Ammonia inhibition is commonplace in biosolids composting. Both pH and temperature act as forces driving ammonium (NH4+) into free ammonia gas (NH3).
Uncontrolled, the process can be severely impacted by free ammonia gas, dissolved into the liquid of the biofilm of each compost particle, and the process can be inhibited by its own toxicity (ammonia gas is toxic). However, with good temperature control, high air-change rates in the Pore Space, and a woody bulking agent to offset the alkaline pH of biosolids, the majority of the ammonium can be kept in ionized form (NH4+) where it is available to bacteria for cellular growth and oxidation of carbon compounds.
The figure below displays the relationships between ammonium and ammonia as affected by pH and temperature. As temperature increases, the fraction of unionized ammonia gas (NH3) increases and negatively impacts the composting process. A process at 50°C and pH 8.3 can have <50% of its nitrogen in ammonia gas phase, whereas that same process at 80°C would have >85% of its nitrogen in ammonia gas. With ammonia inhibition, we would expect high odor generation and much slower rates of compost stabilization.
High temperatures have been shown to inhibit general (non-feedstock specific) composting in two ways. First, is the fact that bio-oxidative processes have been shown to roughly increase by a factor of 2x for every increase of 10°C up to around 65°C, and then drop off sharply at higher temperatures due to temperature inhibition.
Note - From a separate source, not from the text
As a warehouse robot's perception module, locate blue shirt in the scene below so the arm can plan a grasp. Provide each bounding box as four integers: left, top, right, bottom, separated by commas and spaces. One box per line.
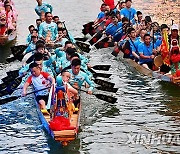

Second, is the inhibition caused by lower oxygen availability due to the inverse relationship between temperature and oxygen solubility in the liquid film layer. The explanation is as follows: each composting particle is covered in a thin water layer, or biofilm, as shown in Figure 1. The combination of oxygen concentration in the air space and the temperature in the biofilm determine the amount of oxygen that the biofilm can carry (this relationship is shown in Figure 3 published by the UK Environment Agency). The aerobic bacteria that do the composting reside in the biofilm. High dissolved oxygen levels (>3.5ppm) have been shown to provide rapid stabilization (conversion of bio-available solids to CO2) and low odor production.